Structure
Our governance and project structure
The ETSI Software Development Group OpenOP is organized into a multitude of modules (Module Development Groups) which are responsible for different technical aspects of the project. These modules report to the Technical Steering Committee (TSC) and are responsible for the overall technical project governance. Ultimately, the TSC reports back to the Leadership Group (LG) which sets the vision for the project.
Module Development Groups (MDG)
The development of the project is split into multiple modules that are detailed below.
Data Lab (DL)
The Data Lab module is led by Vasiliki Parousidou of Intracom Telecom and introduces DataOps capabilities into the OpenOP platform, building on work from the 6G-DALI EU project. It enables data services orchestration, AI pipelines, data analytics exposure and dataspace-based sharing of data and models across federated environments. By leveraging dataspace connectors, Data Lab supports trusted, governed and policy-driven exchange of data, models and related assets — aligned with broader EU data space and AI Factory directions. The module complements the platform’s existing service exposure, orchestration, federation and AI integration layers with a structured approach for making data and analytics capabilities consumable in an interoperable and reusable way across domains and testbeds.
AI Integration Module (AI²)
The AI module is led by Konstantinos Chartsias of Intracom Telecom and provides an AI-native interface to the Open Operator Platform. It enables natural language interaction and AI-driven automation, allowing users and applications to communicate with the platform using conversational commands rather than traditional API calls.
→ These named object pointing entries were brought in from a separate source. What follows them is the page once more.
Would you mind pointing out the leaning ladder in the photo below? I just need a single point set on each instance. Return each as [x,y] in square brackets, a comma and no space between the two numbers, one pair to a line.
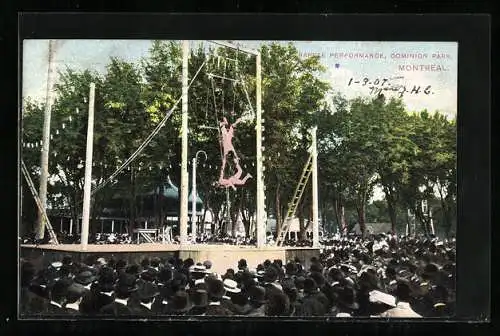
[52,234]
[297,196]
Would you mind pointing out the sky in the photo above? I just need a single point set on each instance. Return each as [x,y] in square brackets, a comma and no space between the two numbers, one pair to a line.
[341,59]
[427,71]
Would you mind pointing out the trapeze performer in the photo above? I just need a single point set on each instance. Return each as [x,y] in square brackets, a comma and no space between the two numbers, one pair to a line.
[227,147]
[236,179]
[227,139]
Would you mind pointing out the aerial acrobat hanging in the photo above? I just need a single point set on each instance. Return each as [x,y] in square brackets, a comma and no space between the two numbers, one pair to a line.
[227,134]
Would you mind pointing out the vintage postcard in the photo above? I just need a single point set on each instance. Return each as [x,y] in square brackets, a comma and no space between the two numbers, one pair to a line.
[238,178]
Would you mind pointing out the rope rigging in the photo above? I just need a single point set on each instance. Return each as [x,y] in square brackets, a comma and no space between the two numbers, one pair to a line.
[148,139]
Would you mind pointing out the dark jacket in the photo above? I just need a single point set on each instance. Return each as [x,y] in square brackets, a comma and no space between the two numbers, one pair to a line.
[116,309]
[31,303]
[93,301]
[218,310]
[197,311]
[141,310]
[257,311]
[54,310]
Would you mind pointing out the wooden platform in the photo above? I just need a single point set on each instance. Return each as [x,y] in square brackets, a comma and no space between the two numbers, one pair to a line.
[221,256]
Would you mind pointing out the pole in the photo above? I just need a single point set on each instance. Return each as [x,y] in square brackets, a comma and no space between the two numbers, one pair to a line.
[44,159]
[193,202]
[88,171]
[261,216]
[194,229]
[315,212]
[228,212]
[184,173]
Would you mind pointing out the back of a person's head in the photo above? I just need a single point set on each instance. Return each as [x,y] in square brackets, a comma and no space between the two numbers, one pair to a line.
[27,273]
[403,291]
[145,262]
[278,304]
[59,290]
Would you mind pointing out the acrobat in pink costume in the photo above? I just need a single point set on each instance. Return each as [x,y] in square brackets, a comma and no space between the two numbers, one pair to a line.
[227,146]
[236,179]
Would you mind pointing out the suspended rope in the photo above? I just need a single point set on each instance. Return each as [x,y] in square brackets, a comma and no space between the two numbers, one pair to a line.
[147,141]
[217,117]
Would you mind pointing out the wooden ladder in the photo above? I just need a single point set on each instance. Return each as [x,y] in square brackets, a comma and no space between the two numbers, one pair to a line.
[53,237]
[297,197]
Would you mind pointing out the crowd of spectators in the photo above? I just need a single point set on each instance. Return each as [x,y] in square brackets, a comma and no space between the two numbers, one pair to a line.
[379,276]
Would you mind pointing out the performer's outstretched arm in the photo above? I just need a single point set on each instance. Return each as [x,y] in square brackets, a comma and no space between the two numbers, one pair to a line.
[237,121]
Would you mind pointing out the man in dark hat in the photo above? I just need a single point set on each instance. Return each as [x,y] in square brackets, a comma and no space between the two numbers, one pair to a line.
[402,309]
[320,294]
[257,300]
[207,264]
[242,265]
[147,291]
[179,304]
[199,300]
[126,285]
[85,278]
[278,305]
[30,303]
[216,292]
[229,274]
[58,295]
[74,297]
[101,294]
[346,304]
[290,270]
[270,280]
[313,298]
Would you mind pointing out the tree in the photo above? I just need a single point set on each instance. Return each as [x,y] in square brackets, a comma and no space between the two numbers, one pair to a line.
[292,95]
AI² simplifies complex platform operations by translating high-level intents into concrete actions across the underlying components.
Federation Manager (FM)
The Federation Manager module is led by Sergio Giménez of i2CAT and handles inter-operator federation. It manages federation agreements between different Open Operator Platform instances and coordinates shared Availability Zones, enabling cross-operator resource sharing. Through the East/Westbound Interface (E/WBI), the Federation Manager allows Application Providers to seamlessly access capabilities and resources across multiple operators without needing to interact with each one individually.
Open Exposure Gateway (OEG)
The Open Exposure Gateway module is led by George Papathanail of Intracom Telecom and serves as the Northbound Interface entry point of the platform. It exposes standardized APIs to Application Providers, giving them access to telecom network and Edge Cloud capabilities — such as deploying application instances on Edge Cloud Availability Zones or configuring Quality on Demand sessions — without requiring knowledge of the underlying operator infrastructure.
Portal (PO)
The Portal module is led by Marinela Mertiri of Intracom Telecom and provides a web-based management interface for the Open Operator Platform. It offers an intuitive graphical environment through which administrators, developers and researchers can monitor, configure and interact with the platform’s components, manage application lifecycles and visualize the state of available resources and services.
Service Resource Manager (SRM)
The Service Resource Manager module is led by Paris Stentoumis of Intracom Telecom and acts as the brains of the platform. It manages the full application lifecycle and translates technology-agnostic requests from the Northbound Interface into technology-specific actions on the Southbound side. The SRM is responsible for orchestrating resources, coordinating with Transformation Functions, and ensuring that application requirements are met across the available infrastructure.
Transformation Function SDK (TF SDK)
The Transformation Function SDK module is led by Konstantinos Togias of Industrial Systems Institute and provides technology-specific adapters that implement the Southbound Interface. These adapters enable the platform to support heterogeneous Edge Cloud and network infrastructure — such as Kubernetes, 3GPP NEF — by translating the platform’s internal operations into the specific protocols and interfaces required by each underlying technology.